The Texas Heartbeat Act requires abortionists to screen for a preborn baby’s heartbeat and prohibits abortion if a heartbeat can be heard (generally as early as six weeks), with exceptions only for medical emergencies. It relies on a unique enforcement mechanism, which “exclusively” empowers private citizens to bring civil suits against abortionists instead of state prosecutions. The law does not protect babies prior to them developing a detectable heartbeat.
The Act was swiftly challenged in court, but allowed by the Supreme Court to remain in effect while arguments work their way through the lower courts. In the meantime, the law has induced abortion chains Planned Parenthood and Whole Woman’s Health to temporarily suspend abortions past six weeks in the state.

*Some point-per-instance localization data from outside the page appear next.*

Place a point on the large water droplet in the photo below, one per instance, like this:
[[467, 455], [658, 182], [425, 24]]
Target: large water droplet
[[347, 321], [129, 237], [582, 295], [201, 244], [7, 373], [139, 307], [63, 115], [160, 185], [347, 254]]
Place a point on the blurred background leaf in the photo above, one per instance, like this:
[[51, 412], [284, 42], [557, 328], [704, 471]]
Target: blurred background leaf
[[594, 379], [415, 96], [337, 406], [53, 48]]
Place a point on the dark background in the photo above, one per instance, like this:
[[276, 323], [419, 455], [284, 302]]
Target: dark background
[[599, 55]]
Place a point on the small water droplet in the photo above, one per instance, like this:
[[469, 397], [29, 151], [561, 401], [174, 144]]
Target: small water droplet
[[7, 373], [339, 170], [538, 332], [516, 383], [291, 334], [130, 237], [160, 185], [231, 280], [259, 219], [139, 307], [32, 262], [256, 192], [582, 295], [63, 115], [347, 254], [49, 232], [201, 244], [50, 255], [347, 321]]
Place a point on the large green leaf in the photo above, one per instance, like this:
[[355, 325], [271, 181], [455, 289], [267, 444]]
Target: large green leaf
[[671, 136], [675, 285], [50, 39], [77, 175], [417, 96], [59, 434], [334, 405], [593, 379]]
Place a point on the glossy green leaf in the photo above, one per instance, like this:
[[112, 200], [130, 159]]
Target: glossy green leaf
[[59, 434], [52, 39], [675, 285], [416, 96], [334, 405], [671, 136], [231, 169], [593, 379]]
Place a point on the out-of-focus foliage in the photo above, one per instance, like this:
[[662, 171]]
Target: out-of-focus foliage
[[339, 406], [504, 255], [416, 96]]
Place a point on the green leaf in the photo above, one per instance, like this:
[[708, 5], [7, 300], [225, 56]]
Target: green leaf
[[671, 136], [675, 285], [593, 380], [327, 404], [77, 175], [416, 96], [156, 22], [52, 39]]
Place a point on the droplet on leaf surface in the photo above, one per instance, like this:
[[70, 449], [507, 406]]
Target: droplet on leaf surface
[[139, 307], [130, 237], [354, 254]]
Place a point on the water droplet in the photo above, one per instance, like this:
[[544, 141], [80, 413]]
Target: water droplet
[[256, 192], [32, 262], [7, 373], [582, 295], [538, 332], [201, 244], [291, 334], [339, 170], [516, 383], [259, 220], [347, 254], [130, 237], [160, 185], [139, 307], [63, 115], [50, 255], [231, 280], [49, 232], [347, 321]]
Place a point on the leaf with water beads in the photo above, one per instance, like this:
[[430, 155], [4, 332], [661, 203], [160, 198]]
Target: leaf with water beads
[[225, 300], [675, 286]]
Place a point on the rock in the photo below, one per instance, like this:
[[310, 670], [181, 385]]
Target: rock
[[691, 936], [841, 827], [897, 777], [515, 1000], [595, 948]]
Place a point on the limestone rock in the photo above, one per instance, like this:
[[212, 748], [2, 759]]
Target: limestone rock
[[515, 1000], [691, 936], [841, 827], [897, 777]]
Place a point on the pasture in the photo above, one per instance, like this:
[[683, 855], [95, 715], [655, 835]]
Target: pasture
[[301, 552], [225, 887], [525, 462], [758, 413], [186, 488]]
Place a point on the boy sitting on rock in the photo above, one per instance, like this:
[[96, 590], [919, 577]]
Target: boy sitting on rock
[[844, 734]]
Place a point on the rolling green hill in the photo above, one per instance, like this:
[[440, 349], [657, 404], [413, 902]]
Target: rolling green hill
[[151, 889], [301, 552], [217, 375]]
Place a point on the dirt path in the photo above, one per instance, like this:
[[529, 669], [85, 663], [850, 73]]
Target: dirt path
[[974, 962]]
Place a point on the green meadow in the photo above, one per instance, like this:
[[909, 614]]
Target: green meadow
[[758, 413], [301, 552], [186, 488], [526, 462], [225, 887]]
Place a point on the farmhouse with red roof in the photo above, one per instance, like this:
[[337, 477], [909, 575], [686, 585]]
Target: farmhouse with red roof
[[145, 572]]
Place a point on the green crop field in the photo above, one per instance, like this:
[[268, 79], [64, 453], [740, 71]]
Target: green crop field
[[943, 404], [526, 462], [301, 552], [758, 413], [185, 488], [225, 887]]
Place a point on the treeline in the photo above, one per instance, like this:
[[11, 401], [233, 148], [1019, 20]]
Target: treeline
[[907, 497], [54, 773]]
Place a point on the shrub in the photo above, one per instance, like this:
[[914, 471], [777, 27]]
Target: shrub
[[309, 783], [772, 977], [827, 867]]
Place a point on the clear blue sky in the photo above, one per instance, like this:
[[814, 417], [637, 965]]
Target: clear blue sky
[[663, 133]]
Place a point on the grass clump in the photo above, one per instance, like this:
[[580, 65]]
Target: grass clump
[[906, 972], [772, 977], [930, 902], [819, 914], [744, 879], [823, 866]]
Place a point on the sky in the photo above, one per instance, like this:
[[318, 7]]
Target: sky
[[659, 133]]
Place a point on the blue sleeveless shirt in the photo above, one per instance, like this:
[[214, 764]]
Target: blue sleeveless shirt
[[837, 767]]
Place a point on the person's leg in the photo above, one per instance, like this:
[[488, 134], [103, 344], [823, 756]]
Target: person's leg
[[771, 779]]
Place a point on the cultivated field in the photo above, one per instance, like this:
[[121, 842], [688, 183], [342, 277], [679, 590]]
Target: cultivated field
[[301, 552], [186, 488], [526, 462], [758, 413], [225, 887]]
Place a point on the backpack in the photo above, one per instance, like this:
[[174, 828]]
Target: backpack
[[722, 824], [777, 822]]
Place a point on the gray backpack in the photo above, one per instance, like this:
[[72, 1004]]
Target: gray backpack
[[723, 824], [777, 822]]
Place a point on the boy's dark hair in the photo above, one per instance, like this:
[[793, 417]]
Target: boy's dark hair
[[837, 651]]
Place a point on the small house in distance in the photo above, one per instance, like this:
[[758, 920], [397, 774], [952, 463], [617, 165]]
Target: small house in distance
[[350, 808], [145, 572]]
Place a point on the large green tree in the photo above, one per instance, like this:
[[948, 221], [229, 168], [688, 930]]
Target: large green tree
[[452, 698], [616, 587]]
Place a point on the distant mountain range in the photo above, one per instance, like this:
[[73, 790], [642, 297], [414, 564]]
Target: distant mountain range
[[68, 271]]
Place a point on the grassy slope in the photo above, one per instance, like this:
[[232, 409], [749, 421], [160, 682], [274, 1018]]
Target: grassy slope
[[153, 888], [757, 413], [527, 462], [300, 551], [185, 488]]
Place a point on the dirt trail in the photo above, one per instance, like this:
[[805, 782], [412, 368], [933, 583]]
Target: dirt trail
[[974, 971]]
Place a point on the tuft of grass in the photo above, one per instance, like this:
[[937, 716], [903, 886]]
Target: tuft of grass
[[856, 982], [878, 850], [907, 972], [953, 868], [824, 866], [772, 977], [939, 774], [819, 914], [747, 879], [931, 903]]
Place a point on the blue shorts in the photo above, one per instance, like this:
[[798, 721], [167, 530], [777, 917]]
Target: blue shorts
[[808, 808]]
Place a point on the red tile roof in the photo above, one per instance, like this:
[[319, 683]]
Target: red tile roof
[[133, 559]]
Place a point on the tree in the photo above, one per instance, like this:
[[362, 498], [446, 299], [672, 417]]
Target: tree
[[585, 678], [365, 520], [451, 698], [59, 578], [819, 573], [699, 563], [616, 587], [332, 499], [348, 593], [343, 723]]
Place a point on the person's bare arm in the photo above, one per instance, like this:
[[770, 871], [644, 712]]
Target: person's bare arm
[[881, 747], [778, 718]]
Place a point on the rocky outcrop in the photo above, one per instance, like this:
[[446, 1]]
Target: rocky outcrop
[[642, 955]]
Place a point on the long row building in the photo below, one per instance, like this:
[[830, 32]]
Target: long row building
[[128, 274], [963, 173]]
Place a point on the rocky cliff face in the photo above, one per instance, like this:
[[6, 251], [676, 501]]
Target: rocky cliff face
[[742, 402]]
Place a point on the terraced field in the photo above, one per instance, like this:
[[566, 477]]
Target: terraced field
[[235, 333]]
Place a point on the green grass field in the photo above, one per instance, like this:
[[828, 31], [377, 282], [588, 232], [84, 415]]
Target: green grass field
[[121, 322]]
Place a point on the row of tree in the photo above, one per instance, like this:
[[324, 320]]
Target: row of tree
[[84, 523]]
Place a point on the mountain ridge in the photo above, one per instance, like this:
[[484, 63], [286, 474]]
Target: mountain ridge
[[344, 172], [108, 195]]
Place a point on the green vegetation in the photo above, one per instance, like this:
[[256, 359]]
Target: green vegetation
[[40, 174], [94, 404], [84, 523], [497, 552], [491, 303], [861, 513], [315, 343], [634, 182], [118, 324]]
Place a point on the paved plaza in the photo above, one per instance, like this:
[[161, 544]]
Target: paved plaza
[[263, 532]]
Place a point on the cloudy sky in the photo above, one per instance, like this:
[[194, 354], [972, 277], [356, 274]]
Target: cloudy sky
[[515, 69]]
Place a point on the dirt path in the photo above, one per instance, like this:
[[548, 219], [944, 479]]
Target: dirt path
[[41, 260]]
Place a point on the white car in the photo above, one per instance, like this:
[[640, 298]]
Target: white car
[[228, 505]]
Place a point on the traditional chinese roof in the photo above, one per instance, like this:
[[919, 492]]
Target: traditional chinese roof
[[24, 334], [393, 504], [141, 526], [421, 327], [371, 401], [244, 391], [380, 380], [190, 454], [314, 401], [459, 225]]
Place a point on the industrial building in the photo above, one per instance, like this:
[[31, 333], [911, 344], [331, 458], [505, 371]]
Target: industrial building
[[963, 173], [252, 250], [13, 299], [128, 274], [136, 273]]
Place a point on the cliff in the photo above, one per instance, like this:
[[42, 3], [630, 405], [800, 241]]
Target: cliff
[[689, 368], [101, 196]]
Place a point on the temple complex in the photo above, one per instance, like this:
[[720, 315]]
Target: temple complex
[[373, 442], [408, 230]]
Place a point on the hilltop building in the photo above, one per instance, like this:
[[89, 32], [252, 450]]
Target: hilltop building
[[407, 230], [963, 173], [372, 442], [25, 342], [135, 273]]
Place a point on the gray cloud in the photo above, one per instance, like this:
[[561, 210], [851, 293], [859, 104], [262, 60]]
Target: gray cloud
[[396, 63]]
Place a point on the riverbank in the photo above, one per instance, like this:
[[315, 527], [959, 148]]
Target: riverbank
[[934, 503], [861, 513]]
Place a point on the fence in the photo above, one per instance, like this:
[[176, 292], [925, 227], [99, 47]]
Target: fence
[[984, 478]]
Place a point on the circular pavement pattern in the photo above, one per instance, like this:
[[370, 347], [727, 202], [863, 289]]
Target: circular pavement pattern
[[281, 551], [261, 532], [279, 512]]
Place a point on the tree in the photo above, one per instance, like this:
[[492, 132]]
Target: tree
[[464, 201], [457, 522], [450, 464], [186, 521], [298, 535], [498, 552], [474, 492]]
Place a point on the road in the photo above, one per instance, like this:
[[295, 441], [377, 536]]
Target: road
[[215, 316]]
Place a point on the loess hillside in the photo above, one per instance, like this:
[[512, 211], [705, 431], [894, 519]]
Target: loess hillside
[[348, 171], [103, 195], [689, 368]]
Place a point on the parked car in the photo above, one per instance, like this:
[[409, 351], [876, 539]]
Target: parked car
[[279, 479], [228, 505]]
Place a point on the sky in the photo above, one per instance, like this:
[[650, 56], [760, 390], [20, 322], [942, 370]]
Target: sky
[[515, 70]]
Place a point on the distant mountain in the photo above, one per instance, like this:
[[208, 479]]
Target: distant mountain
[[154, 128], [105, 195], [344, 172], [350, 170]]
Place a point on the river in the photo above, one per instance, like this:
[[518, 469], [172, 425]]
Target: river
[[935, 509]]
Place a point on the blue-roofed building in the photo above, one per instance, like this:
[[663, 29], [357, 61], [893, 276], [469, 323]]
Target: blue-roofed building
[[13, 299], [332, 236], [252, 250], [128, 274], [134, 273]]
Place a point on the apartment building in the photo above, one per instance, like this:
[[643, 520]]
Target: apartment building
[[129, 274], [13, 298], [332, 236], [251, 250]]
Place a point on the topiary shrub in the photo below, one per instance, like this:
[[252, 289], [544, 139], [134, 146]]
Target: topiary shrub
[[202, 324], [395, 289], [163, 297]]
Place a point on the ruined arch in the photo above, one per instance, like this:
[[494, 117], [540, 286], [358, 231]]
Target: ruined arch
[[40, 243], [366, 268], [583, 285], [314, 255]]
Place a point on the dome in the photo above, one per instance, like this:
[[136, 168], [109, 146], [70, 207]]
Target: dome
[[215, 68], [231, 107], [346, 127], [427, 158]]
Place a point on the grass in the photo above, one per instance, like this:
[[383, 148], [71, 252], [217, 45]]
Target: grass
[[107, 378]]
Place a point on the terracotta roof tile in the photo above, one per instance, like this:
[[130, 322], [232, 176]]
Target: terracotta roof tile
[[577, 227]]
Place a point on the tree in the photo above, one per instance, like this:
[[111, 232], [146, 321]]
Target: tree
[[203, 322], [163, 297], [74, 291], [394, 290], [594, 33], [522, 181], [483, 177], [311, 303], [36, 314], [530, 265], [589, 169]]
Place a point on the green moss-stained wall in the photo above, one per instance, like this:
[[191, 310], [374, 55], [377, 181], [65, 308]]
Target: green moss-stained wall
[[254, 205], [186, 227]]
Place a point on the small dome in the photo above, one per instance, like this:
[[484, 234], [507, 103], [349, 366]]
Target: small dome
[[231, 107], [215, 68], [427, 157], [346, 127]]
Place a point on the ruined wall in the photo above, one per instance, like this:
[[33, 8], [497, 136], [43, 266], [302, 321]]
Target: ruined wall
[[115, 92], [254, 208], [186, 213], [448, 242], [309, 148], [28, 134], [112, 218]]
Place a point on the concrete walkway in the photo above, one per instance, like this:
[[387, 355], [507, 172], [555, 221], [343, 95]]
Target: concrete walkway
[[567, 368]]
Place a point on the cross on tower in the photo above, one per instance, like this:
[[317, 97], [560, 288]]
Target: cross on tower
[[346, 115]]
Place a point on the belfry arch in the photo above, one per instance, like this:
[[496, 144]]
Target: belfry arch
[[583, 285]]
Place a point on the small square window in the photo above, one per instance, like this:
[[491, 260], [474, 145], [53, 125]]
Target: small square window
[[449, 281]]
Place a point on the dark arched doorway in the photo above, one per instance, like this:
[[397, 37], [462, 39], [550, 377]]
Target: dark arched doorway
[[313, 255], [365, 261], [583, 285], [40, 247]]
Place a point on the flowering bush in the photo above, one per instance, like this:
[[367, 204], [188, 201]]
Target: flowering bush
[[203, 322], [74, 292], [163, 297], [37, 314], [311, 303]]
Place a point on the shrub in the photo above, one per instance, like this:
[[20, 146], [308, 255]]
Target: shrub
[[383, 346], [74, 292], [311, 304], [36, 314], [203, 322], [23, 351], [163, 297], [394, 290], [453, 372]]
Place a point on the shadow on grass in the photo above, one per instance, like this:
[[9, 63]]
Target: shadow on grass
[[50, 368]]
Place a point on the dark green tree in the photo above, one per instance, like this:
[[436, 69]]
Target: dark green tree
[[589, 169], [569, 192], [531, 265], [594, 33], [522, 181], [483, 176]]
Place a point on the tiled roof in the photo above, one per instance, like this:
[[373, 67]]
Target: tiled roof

This week, HHSC released a report finding that abortions had dropped from 5,404 in August 2021 to 2,197 in September, the month the Texas Heartbeat Act took effect, a reduction in 60%. Daily abortions also dropped from approximately 160 to 70. Overall, Texas Right to Life (TRTL) estimates that the law has saved 15,000 babies since taking effect.
“The success of the Texas Heartbeat Act is embodied by every child saved. For over 150 days, our work has saved an estimated 100 babies per day,” TRTL Media & Communication director Kimberlyn Schwartz said. “Our impact is only just beginning as more states seek to replicate our success and as we look to the Mississippi case that could overturn Roe this summer.”
“Anti-Life critics of the Texas Heartbeat Act have been adamant that the new law will put women in danger, and that preventing them from receiving early abortions would require them to seek later abortions due to a medical emergency,” TRTL writes. “On the other hand, some Pro-Life skeptics of the Texas Heartbeat Act asserted that abortionists would circumvent the law by carrying on business as usual and reporting everything as being a ‘medical emergency.’”
“However, the actual data reveal both of these fears to be untrue,” the group notes, as only one abortion was reported in September to have occurred between 17-20 weeks, and it was a case citing an immediate risk to the mother’s life. “The fact that medically emergent abortions have not increased proves that they are not surging in necessity and that they are not being used as excuses.”
Across the nation, pro-lifers are watching the Supreme Court with anticipation for eventual final resolution of the legal battle over the Texas law, which is likely to eventually be appealed to the justices again, as well as a ruling on Mississippi’s 15-week abortion ban, which could result in a long-awaited overturn of Roe v. Wade that would allow states to directly ban abortion at any point in pregnancy, without having to rely on novel enforcement mechanisms like the Texas law.